Vice President Mike Pence travelled to Florida as part of a continuing campaign to promote the Republican health care system overhaul.
“President Trump will give the American people the freedom to buy health insurance across state lines, the way you buy life insurance or car insurance,” he said.
The former Indiana governor appeared in front of dozens of supporters in the warehouse of a Jacksonville envelope supply company.
“Virtually every promise they made about Obamacare when it was passed into law has been broken,” he said.
The Republican healthcare plan would undo much of the health care law passed under President Barack Obama, including Medicaid expansion and the imposition of tax penalties for people who don’t buy insurance.
So far the GOP’s bill has been met with opposition—some of it from the party’s own members.
Seeking to drum up new support, Trump on Friday agreed to new Medicaid curbs that appeased some House Republicans. On Saturday, Pence urged House Republicans like Rep. John Rutherford of Florida, who introduced the speakers, to keep fighting for repeal. He also sought to calm supporters’ concerns about the effort.
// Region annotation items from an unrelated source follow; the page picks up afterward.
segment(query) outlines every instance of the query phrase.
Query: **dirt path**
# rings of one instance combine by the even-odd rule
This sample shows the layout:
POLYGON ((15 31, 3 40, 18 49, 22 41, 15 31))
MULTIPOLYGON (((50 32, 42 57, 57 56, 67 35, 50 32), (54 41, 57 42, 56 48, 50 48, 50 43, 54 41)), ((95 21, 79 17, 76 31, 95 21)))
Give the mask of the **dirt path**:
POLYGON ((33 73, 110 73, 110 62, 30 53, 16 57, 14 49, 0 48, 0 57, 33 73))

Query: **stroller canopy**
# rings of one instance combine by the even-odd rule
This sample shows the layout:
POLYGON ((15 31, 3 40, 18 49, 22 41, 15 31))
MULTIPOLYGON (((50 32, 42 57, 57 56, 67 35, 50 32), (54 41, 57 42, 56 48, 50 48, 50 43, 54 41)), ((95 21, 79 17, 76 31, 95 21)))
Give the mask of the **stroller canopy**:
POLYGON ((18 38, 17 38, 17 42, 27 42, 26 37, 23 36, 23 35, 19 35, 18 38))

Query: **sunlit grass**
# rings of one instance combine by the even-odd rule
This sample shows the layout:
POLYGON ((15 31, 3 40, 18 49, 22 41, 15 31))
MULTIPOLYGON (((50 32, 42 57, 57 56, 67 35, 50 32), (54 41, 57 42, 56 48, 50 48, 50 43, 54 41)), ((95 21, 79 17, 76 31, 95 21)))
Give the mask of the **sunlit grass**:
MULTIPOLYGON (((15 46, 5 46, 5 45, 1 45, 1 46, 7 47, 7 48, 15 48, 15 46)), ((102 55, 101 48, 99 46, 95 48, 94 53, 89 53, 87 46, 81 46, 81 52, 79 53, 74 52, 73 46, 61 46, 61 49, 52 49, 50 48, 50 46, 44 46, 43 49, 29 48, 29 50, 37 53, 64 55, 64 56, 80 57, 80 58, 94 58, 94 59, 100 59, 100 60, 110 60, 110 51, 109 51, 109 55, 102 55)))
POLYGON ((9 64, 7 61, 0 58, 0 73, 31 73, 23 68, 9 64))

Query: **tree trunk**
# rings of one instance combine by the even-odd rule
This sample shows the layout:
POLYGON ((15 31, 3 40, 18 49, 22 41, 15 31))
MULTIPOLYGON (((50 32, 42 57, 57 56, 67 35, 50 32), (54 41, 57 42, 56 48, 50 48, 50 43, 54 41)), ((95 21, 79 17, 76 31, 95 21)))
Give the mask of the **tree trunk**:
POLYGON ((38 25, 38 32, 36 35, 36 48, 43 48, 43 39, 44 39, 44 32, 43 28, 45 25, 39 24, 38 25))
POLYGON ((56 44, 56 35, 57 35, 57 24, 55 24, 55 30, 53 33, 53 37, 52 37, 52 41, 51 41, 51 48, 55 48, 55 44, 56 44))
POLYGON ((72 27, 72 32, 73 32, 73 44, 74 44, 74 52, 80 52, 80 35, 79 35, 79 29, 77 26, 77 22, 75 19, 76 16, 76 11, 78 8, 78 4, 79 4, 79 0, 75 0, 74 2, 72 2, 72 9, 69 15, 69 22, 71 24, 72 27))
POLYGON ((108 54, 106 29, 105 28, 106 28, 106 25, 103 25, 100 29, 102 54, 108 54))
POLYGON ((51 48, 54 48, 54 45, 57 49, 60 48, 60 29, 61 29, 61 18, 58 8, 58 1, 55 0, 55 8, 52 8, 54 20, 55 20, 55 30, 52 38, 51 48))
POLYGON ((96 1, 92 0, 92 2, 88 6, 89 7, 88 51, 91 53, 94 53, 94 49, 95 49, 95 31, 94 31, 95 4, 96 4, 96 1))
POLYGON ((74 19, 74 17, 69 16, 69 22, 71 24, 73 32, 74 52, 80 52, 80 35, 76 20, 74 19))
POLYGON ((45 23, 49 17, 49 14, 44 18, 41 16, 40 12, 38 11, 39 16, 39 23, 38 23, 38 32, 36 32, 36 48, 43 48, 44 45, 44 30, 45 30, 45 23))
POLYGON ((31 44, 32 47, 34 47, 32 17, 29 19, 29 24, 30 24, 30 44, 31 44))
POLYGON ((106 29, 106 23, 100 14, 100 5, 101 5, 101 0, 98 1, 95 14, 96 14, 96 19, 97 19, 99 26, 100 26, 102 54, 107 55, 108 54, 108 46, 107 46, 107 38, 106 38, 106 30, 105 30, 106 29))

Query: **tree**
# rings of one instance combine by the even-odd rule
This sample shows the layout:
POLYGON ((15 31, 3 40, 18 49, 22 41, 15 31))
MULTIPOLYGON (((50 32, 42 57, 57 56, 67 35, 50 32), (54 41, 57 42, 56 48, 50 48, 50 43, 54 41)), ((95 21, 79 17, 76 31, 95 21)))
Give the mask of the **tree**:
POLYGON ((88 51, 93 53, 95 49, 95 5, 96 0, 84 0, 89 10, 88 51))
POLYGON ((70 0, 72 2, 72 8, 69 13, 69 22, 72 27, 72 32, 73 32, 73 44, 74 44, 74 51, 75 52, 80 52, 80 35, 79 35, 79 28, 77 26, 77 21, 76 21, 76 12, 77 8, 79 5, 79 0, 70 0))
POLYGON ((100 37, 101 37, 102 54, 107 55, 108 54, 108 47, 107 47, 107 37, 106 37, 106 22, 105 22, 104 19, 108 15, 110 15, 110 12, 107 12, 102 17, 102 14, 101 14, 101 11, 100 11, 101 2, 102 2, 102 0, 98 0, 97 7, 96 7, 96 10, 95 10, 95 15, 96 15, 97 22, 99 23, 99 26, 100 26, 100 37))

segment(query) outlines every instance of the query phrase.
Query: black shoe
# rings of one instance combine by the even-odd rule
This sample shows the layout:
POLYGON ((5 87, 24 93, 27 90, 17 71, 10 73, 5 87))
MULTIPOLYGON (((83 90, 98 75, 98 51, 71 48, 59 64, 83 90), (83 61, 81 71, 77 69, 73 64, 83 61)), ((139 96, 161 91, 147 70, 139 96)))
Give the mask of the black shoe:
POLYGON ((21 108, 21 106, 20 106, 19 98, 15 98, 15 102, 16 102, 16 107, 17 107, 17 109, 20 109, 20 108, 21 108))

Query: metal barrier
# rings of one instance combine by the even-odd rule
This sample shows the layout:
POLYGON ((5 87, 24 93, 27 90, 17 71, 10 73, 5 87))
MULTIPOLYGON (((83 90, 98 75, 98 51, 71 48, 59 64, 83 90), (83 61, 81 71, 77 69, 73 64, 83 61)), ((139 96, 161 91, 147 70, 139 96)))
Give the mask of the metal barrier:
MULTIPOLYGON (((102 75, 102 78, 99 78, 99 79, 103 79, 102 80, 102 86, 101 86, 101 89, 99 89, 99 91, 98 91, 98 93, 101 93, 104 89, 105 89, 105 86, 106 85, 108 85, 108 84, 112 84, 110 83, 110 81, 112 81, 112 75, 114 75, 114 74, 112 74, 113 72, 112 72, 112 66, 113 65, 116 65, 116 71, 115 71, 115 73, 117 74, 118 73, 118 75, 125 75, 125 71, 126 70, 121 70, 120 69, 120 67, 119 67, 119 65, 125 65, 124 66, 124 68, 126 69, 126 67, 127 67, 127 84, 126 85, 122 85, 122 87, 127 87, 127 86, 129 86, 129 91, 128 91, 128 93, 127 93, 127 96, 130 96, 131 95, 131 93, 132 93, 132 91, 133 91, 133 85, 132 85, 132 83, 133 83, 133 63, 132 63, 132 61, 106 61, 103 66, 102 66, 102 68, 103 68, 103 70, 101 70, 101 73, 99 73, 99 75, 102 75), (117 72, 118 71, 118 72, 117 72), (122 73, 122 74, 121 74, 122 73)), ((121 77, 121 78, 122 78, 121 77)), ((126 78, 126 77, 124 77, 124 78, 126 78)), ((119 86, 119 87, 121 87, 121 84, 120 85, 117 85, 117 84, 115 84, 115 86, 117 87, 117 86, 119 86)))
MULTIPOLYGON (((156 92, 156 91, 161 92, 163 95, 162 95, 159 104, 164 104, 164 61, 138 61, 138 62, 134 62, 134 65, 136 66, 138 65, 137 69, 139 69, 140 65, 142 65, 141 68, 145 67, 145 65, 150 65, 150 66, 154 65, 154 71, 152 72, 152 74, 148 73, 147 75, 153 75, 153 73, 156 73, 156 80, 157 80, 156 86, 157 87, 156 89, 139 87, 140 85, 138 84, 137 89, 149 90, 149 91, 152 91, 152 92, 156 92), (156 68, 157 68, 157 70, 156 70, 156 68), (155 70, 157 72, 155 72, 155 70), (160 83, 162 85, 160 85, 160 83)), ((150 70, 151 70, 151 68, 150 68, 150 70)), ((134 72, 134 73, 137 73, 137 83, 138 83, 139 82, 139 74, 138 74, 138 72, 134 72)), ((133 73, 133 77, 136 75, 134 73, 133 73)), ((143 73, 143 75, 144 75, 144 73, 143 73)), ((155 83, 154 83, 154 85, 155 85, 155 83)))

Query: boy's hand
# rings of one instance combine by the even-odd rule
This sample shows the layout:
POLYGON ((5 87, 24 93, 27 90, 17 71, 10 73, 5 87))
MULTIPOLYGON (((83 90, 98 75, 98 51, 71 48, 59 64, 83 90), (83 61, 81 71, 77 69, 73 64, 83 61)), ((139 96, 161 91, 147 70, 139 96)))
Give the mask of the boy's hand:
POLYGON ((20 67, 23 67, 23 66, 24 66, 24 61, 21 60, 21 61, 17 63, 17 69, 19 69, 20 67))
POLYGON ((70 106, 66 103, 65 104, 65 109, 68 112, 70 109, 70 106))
Pence highlighted an amendment to the current GOP bill that would create an option of Medicaid block grants for states who want them.
“We’re going to give states the options of block grants to Medicaid to the states, so states like Florida can innovate and design Medicaid around the unique needs of the people in this community,” Pence said.
“And we’re going to allow states like Florida to include a work-requirement for able-bodied adults, ensuring that Medicaid’s benefits are available for those who need them most.”
“We’re going to have an orderly transition to a better health care system in America that makes affordable, high-quality insurance available to everybody,” he said.
Florida Republican Gov. Rick Scott, who appeared with Pence, on Friday asked the Trump administration for Medicaid block grants to replace the current system.
But many health care professionals say capping Medicaid funding in block grants would instead hurt access to quality health care for the poor, children and the elderly by cutting the amount of federal dollars available.